3 Mayıs Dünya Basın Özgürlüğü Günü bir avuç gazeteciyle anıldı

Türkiye, 3 Mayıs’ta basın özgürlüğünü konuştu; gazeteciler baskıya, sansüre ve tutuklamalara karşı Güvenpark’ta ses yükseltti. CHP Eskişehir Milletvekili Gazeteci Utku Çakırözer "Bir gazetecinin özgürlüğü, 86 milyonun özgürlüğüdür" dedi.

3 Mayıs Dünya Basın Özgürlüğü Günü bir avuç gazeteciyle anıldı

Gazetecilik meslek örgütleri, 3 Mayıs Dünya Basın Özgürlüğü Günü’nde Güvenpark’ta bir araya gelerek Türkiye’de basın ve ifade özgürlüğünün geldiği noktaya dikkat çekti. Basın açıklamasına HABER-SEN 2 Nolu Şube Başkanı Yaşar Polat, DEM Parti Diyarbakır Milletvekili Ceylan Akça, Cumhuriyet Halk Partisi Eskişehir Milletvekili Utku Çakırözer ve Ankara Barosu TODAM da katıldı.

"BASIN ÖZGÜRLÜĞÜNDE 159. SIRADAYIZ"

Polat, konuşmasında Türkiye’nin basın özgürlüğü sıralamasında 180 ülke arasında 159’unculuğa gerilemesinin tesadüf olmadığını belirterek şunları söyledi: “Basın özgürlüğü endeksinde biraz daha gerileyerek 180 ülke içerisinde 159’uncu olmamız elbette tesadüf değil.
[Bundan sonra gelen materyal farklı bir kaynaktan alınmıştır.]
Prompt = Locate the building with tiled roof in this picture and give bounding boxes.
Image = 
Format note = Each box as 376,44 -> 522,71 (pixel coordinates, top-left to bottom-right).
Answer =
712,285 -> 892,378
Biz aşağıda imzası bulunan basın meslek örgütleri ve üyesi gazeteciler, bu tablodan büyük bir üzüntü duyuyoruz.

Haberlere erişim yasaklarının getirildiği, sansürün ve ekonomik cezaların RTÜK ve Basın İlan Kurumu gibi kurumlarla normalleştirildiği, oto sansürün olağan bir hal aldığı, güvencesiz ve sendikasız çalışmanın yaygınlaştığı, açlık ve sefalet ücretleriyle gazetecilerin yaşamaya mecbur bırakıldığı, akreditasyon uygulamalarının yaygınlaştığı günlerden geçiyoruz. Tüm bu ağır tabloda; mitinglerde görev alan gazetecilere, haber peşinde koşan gazetecilere, eleştirel yazılar kaleme alan gazetecilere çeşitli yasal düzenlemelerdeki zorlama gerekçelerle gözaltı ve tutuklamalar yapılmakta; ev hapsi kararları uygulanmaktadır. Türkiye, haberi gözaltına alma ve tutuklu gazeteci ayıbından bir an önce kurtulmalıdır.”
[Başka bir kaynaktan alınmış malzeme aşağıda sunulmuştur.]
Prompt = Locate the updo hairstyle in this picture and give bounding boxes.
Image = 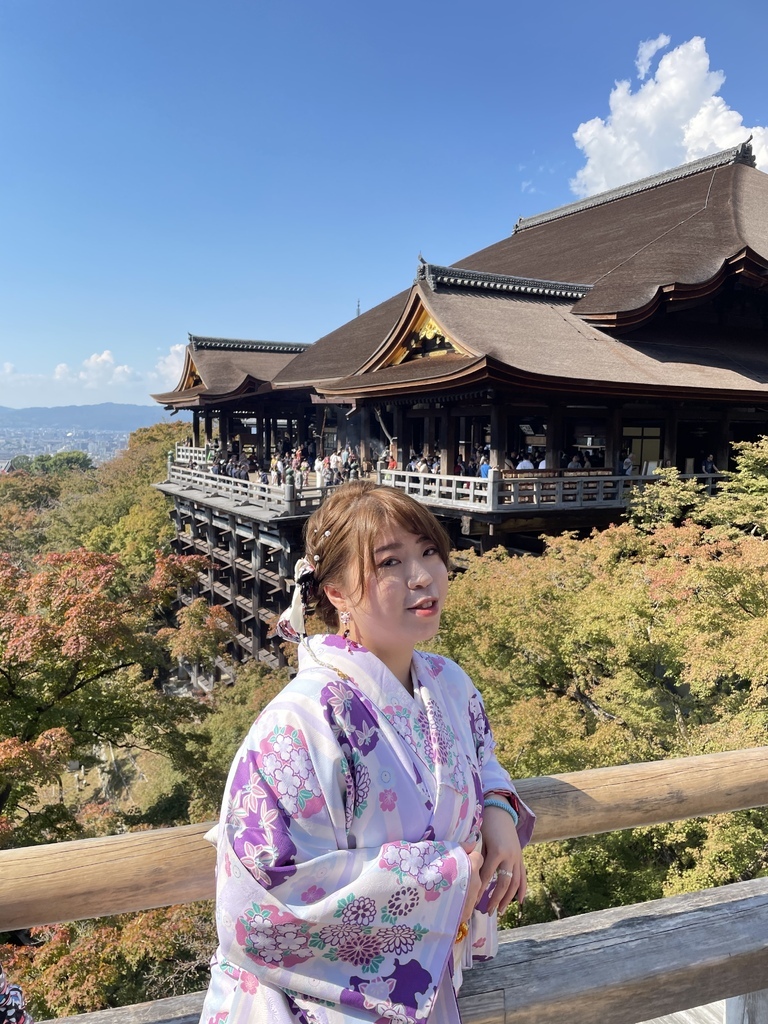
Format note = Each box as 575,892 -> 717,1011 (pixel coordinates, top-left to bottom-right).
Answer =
304,480 -> 451,631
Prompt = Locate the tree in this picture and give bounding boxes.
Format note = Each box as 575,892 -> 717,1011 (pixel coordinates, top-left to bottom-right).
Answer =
45,415 -> 185,579
0,470 -> 61,561
0,550 -> 228,846
30,452 -> 93,476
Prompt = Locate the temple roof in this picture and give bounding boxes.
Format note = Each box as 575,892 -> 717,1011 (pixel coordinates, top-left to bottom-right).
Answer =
324,283 -> 768,400
274,143 -> 768,397
152,335 -> 307,409
153,143 -> 768,408
460,140 -> 768,327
YARGI TACİZİ VE SANSÜR SİSTEMATİK HALE GELDİ

DEM Parti Diyarbakır Milletvekili Ceylan Akça, sadece 2025’in ilk dört ayında 257 gazetecinin hâkim karşısına çıkarıldığını, 61’inin gözaltına alındığını, 25’inin tutuklandığını açıkladı. Akça, Erzincan’da Öznur Değer, Bakırköy’de Elif Akgül, Silivri’de Ercüment Akdeniz ve Yıldız Tar’ın hâlâ cezaevinde olduğunu hatırlatarak, "Adli kontrol, ev hapsi ve yurt dışına çıkış yasakları da gazetecilerin mesleklerini özgürce yapmasını engelliyor. Erişim engelleriyle internetteki arşivin sistematik biçimde silindiğini, özellikle iktidarla ilgili haberlerin sulh ceza hâkimliklerinden çıkan kısa kararlarla kapatıldığını biliyoruz” dedi.

CHP Eskişehir Milletvekili Gazeteci Utku Çakırözer de şöyle konuştu:

“BİR GAZETECİNİN ÖZGÜRLÜĞÜ 86 MİLYONUN ÖZGÜRLÜĞÜ DEMEKTİR”

Bugün burada, sadece gazetecilerin değil, tüm toplumun özgürlüğü için sesimizi yükseltiyoruz. Türkiye’nin hafızası, internet üzerinden erişilemeyen haberlerle sistematik biçimde siliniyor. Saray'la, iktidar partisiyle ya da bürokrasiyle ilgili yolsuzluk ve taciz haberlerinin neredeyse tamamı, sulh ceza hâkimliklerinden çıkan iki satırlık kararlarla erişime kapatılıyor.

Anayasa Mahkemesinin bu konuda verdiği açık kararlara rağmen, bu keyfi uygulamalar devam ediyor. Bu kararlar sadece gazetecileri değil, 86 milyon yurttaşın haber alma hakkını da hedef alıyor.

RTÜK’ün verdiği art arda sansür ve yayın durdurma kararları, özellikle Saraçhane protestolarının ardından gelen tehditkâr açıklamalar, anayasal sınırların çoktan aşıldığını gösteriyor.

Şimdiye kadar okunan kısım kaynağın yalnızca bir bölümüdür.